The we’re-increasingly-alarmed-yet-a-tad-bit-optimistic edition. COVID-19 is burning through America’s heartland like a California wildfire. Over the past week, there has been an average of 134,078 new cases a day, an increase of 72 percent from the average two weeks earlier. The U.S. may soon see new confirmed cases climb above 200,000 a day – a figure that would have been unfathomable when daily cases peaked at over 70,000 new cases a day last July. In multiple states, hospital officials warned that the current spike is straining resources and sidelining the very staffers needed to care for sick people. In North Dakota, healthcare workers with asymptomatic cases of COVID-19 will be allowed to keep working as the number of infected patients outpaces the staff members needed to care for them in some parts of the state.
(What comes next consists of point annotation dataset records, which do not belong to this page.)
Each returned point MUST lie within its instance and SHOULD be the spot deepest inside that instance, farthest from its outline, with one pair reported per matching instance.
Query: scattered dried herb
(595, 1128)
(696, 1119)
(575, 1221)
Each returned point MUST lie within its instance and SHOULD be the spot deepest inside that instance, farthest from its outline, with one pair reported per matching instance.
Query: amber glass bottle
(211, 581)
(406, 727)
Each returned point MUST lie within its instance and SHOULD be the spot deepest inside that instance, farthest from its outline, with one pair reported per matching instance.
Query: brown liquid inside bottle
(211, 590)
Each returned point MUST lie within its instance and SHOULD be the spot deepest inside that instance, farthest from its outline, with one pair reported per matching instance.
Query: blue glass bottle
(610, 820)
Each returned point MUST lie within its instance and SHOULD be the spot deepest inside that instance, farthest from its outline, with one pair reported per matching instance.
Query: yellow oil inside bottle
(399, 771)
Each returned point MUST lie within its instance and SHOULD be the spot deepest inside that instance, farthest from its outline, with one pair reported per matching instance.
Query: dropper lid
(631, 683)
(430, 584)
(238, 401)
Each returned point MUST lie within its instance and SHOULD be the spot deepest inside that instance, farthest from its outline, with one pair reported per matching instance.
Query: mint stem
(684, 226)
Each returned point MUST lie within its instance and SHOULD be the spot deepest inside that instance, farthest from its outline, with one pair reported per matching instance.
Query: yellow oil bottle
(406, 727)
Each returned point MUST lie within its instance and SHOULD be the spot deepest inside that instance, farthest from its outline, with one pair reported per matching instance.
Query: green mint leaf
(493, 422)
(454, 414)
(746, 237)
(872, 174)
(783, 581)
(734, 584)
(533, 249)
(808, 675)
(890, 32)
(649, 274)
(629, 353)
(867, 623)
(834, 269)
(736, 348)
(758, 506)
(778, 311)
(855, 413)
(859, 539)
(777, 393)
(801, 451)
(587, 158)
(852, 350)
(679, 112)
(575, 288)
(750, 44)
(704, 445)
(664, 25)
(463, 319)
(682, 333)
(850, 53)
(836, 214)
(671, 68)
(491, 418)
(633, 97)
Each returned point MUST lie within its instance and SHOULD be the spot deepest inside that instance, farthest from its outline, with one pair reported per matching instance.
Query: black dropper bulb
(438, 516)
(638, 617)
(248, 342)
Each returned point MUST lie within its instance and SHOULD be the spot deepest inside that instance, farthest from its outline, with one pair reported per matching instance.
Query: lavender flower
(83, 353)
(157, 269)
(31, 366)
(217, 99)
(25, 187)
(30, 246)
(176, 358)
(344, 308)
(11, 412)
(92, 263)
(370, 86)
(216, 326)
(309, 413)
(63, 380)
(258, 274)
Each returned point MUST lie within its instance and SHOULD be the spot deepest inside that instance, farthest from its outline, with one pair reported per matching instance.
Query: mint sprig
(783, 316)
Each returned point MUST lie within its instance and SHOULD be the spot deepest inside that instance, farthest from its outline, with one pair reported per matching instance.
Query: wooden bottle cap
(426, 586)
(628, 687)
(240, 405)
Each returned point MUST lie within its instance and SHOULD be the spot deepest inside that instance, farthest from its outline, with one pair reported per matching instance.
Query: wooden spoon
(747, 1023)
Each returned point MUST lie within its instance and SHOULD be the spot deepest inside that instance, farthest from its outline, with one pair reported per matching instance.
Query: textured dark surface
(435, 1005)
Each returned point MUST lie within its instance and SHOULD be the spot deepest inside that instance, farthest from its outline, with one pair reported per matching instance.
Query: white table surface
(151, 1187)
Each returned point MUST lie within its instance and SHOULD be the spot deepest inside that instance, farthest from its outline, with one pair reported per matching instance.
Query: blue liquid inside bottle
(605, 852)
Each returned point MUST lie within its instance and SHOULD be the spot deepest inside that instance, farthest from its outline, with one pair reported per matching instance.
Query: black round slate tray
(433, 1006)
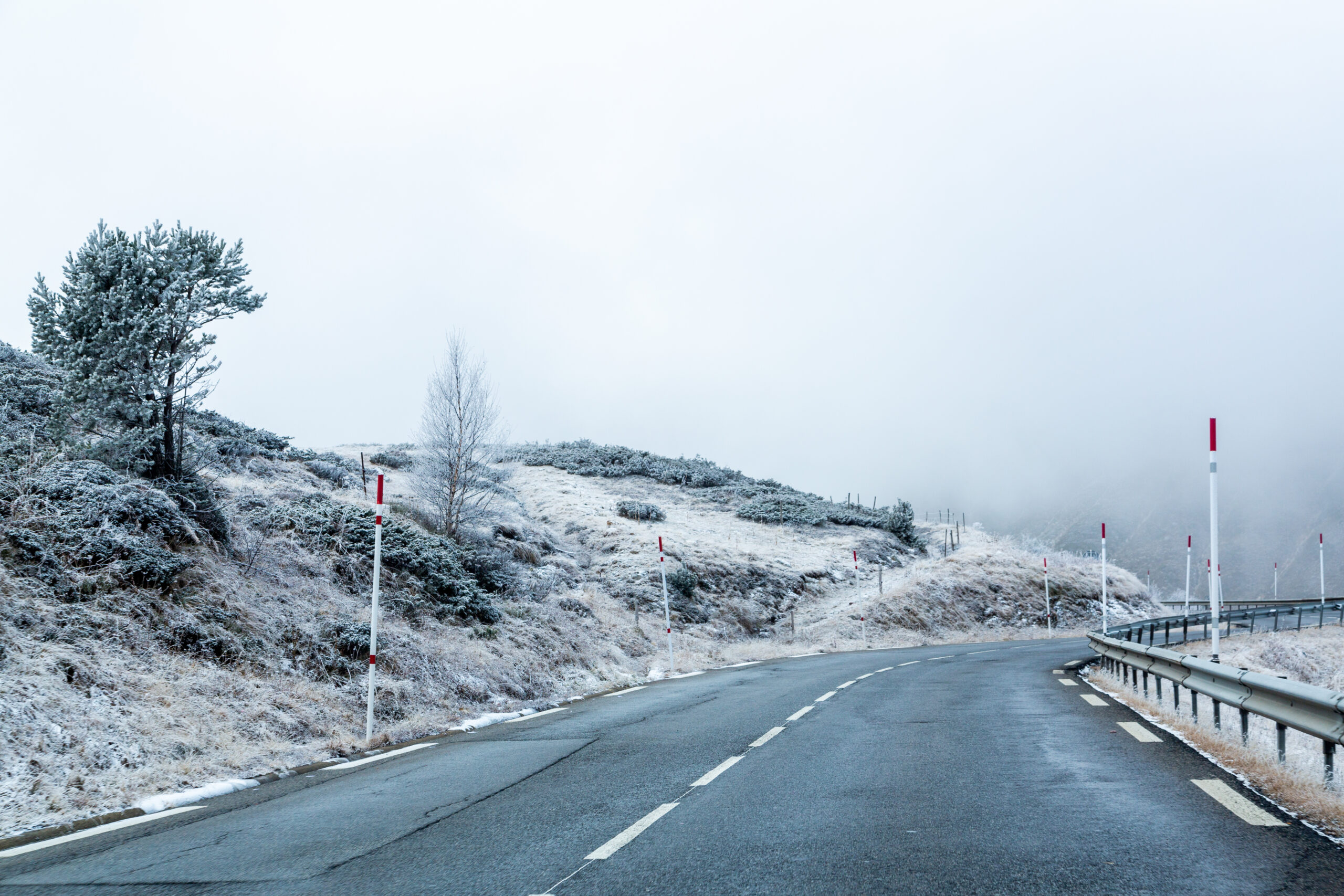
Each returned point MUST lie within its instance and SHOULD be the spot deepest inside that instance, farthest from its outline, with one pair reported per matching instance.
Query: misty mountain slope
(155, 641)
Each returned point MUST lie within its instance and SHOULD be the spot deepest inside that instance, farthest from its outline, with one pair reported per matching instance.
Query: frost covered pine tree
(459, 429)
(124, 328)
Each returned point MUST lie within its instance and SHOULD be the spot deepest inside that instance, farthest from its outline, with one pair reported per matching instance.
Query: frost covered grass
(253, 657)
(1316, 657)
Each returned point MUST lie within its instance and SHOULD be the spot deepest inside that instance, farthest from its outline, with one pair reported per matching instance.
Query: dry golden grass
(1297, 785)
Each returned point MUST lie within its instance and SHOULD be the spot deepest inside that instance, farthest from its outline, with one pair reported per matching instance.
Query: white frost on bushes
(215, 789)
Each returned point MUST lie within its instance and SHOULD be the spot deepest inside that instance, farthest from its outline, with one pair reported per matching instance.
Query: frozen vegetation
(159, 636)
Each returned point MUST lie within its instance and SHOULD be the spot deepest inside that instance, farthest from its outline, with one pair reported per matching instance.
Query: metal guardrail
(1290, 704)
(1195, 625)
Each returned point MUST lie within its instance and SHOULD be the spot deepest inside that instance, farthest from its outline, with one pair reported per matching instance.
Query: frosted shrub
(640, 511)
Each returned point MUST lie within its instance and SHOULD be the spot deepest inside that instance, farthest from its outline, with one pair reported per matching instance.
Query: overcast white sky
(1003, 257)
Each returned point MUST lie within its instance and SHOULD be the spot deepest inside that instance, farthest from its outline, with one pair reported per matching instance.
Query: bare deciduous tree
(459, 430)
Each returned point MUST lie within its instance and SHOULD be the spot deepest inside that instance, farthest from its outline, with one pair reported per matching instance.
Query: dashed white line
(718, 770)
(386, 755)
(1141, 734)
(534, 715)
(766, 736)
(609, 848)
(1238, 805)
(100, 829)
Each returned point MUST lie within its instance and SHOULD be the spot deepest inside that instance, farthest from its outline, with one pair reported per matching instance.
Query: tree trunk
(170, 455)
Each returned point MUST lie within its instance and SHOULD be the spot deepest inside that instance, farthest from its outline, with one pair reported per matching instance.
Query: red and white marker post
(1215, 597)
(1104, 578)
(1323, 571)
(1045, 563)
(863, 625)
(1190, 542)
(373, 616)
(667, 609)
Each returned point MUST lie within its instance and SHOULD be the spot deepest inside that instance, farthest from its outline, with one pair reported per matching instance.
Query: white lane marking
(1140, 733)
(1238, 805)
(766, 736)
(100, 829)
(718, 770)
(386, 755)
(534, 715)
(609, 848)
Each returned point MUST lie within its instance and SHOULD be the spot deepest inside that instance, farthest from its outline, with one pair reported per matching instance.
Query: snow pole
(373, 614)
(1190, 542)
(1104, 578)
(1045, 563)
(1215, 583)
(667, 610)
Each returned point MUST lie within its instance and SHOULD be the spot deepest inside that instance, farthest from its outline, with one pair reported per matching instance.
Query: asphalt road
(964, 769)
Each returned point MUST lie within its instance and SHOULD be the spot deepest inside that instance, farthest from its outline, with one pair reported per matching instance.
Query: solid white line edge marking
(386, 755)
(718, 770)
(766, 736)
(534, 715)
(1238, 805)
(609, 848)
(100, 829)
(1141, 734)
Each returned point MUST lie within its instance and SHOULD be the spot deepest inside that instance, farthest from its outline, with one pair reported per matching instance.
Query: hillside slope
(160, 636)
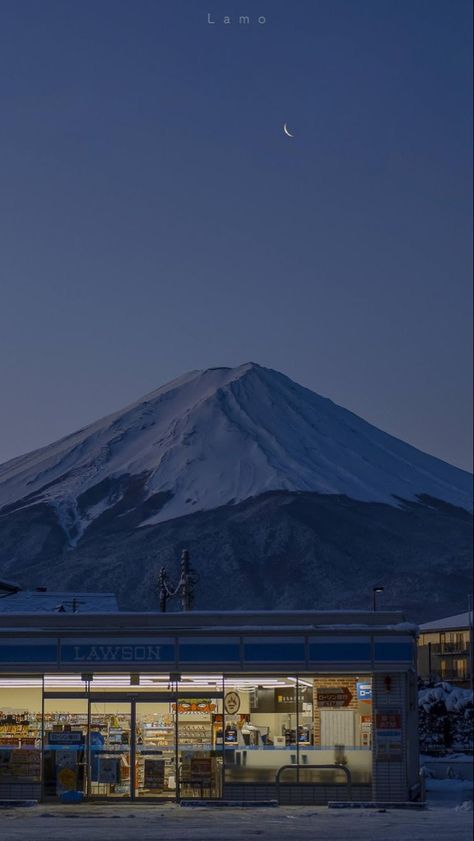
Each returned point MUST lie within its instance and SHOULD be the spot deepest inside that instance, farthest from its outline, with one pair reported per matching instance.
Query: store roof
(450, 623)
(338, 621)
(40, 601)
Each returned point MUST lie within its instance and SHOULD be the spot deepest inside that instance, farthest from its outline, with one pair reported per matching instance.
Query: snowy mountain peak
(215, 437)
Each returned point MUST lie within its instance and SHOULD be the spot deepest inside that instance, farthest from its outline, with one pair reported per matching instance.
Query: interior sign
(334, 696)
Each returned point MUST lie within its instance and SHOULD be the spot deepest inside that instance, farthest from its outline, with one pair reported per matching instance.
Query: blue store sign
(364, 691)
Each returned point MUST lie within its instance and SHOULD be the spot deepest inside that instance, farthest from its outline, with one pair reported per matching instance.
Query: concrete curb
(17, 804)
(217, 804)
(371, 804)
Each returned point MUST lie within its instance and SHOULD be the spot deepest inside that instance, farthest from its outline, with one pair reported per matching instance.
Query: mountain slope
(213, 438)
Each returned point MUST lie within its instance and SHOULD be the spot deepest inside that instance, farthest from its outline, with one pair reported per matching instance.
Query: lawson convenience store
(302, 707)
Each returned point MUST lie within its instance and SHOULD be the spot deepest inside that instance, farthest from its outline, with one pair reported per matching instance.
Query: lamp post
(376, 590)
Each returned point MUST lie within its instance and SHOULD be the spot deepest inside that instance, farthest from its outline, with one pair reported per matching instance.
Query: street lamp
(376, 590)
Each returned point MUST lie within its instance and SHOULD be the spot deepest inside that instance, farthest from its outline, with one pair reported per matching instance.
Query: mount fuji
(240, 463)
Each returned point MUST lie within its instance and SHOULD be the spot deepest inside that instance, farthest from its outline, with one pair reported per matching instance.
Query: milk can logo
(116, 653)
(236, 20)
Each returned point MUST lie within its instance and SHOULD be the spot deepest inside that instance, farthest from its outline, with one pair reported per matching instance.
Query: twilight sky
(154, 218)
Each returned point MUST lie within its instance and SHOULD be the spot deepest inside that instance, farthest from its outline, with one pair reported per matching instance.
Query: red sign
(389, 720)
(334, 697)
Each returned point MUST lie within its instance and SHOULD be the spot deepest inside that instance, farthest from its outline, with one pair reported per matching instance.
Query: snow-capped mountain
(284, 500)
(217, 437)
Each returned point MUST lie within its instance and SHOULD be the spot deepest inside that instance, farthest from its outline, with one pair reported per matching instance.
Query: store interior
(143, 736)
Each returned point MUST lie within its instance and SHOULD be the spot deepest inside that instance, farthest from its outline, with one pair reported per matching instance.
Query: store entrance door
(110, 759)
(119, 745)
(132, 750)
(155, 748)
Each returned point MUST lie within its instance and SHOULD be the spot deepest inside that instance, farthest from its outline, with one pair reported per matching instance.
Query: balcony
(460, 648)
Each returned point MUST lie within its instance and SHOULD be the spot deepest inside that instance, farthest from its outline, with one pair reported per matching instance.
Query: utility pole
(469, 616)
(184, 589)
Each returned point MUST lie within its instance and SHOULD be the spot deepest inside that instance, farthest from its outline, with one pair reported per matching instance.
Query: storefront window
(65, 748)
(339, 720)
(155, 749)
(261, 727)
(20, 737)
(200, 736)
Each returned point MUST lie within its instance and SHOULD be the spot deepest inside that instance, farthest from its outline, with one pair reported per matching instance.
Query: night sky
(154, 218)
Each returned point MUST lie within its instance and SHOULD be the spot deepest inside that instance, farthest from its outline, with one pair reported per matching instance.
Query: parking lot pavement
(169, 822)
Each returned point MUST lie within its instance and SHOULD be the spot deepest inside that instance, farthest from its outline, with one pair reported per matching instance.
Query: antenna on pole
(184, 589)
And yet: pharmaceutical giant Pfizer has reported a vaccine with an effectiveness rate of over 90 percent – millions of frontline care workers could begin receiving it by next month. “Help is really on the way,” says Dr. Anthony S. Fauci, the nation’s leading infectious-disease expert. “If you think about it metaphorically, the cavalry is coming here.” More good news: brand new antibody treatment protocols might mean a large number of Americans who contract COVID-19 will not become seriously ill, if treated in the early stages. And we’re learning more and more about how – and specifically where – we catch COVID-19. In the pandemic’s early months, 8 in 10 infections occurred as a result of people congregating in crowded indoor venues such as restaurants, gyms, and cafes. Such knowledge could help us lower infections going forward, along with the promised vaccine.
Still. There currently is no cavalry coming for the millions of Americans who stand to lose unemployment benefits or face evictions in roughly seven weeks – some unemployment aid and the federal eviction moratorium will expire on Dec. 31. It will be a bleak holiday season for many, as families struggle to pay bills and put food on the table, to say nothing of buying presents for the children. Maybe in lieu of presents, Republicans in the Senate could just do the job they were elected to do – bring help to a nation so desperately in need.